唯一の愛をキミに【完】

そして、あの苛立ちやモヤモヤ、優越感の原因がわからないまま数日が過ぎたある日。


「はじめまして!一条 由香里です。唯ちゃんだっけ?充や律から聞いてるよ。哲、彼女可愛い子だね」


唯とふたりでごはんを食べに外へ出かけたら偶然にも由香里に出くわした。


モデル活動が忙しくなったのか大学でもプライベートでも会うことが少なかった由香里に少し心が弾む。

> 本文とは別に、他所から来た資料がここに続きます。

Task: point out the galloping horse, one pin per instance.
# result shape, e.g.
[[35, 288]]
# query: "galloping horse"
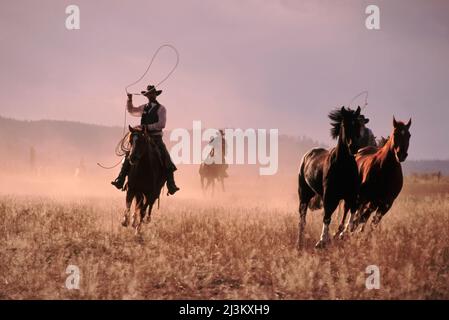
[[211, 171], [381, 175], [145, 178], [332, 175]]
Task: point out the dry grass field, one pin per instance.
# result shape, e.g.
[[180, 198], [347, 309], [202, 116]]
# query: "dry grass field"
[[230, 247]]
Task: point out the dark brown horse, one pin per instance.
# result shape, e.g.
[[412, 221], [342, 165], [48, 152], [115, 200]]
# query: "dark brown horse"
[[145, 178], [381, 175], [332, 175]]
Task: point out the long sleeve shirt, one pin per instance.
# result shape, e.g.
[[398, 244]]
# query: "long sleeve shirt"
[[137, 112]]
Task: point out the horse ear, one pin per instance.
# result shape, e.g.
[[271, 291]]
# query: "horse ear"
[[409, 123]]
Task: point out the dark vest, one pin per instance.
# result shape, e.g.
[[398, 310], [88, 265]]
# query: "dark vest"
[[150, 116]]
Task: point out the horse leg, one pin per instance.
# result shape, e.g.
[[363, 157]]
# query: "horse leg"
[[213, 187], [364, 216], [383, 209], [202, 182], [305, 194], [142, 211], [222, 184], [139, 204], [129, 200], [330, 204], [341, 226], [150, 208]]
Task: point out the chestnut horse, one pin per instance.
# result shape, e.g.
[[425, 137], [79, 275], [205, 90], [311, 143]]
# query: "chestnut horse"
[[332, 175], [381, 176], [145, 178]]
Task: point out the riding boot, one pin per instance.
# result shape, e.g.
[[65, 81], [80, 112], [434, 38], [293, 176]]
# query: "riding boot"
[[120, 181], [171, 186]]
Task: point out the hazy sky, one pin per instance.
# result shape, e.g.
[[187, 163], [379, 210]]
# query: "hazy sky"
[[244, 63]]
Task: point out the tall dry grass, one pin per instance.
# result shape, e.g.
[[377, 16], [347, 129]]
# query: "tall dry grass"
[[230, 247]]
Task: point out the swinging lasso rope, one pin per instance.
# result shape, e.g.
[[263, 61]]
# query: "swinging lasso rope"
[[121, 147]]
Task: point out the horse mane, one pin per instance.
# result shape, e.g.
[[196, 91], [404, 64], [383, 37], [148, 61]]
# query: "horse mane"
[[382, 141], [336, 118]]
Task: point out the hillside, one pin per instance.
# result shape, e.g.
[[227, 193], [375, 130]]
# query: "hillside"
[[65, 144]]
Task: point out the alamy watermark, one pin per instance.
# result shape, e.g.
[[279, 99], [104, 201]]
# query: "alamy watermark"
[[373, 279], [73, 280], [249, 146]]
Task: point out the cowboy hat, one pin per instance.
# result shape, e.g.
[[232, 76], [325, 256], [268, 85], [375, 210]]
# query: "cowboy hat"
[[151, 88], [363, 119]]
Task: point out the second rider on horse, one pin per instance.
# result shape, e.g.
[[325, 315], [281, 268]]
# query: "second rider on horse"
[[153, 118]]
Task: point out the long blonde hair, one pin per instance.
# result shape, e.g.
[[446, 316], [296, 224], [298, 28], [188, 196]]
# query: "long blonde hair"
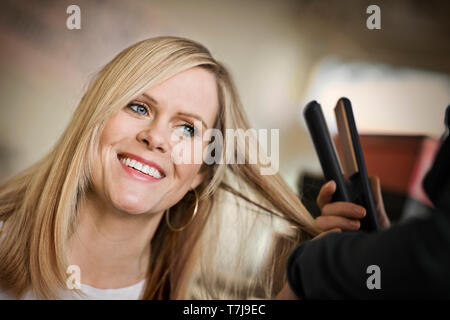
[[39, 205]]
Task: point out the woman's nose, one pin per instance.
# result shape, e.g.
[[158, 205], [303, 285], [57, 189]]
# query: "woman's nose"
[[155, 138]]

俺が隣にいる唯にではなく、目の前にいる自分のことが好きなんだと思ってもいない由香里は能天気に自己紹介をしてきた。


「はっ、はじめまして!日下 唯と申します!」


唯はガチガチに緊張しながらも由香里にぺこりと挨拶をする。


「初々しいねぇ、哲。どこでこんな良い子見つけてきたのさ」


「おまえまじ煩い」


由香里の身代わり、なんてもちろん本人に言える訳もなくて大きくため息をつく。


「いいじゃん!わたし、哲と恋バナしたいよ〜」


「は?やだよ」


言える訳もないし、何が楽しくて好きな女の惚気話を聞かなければいけないのか。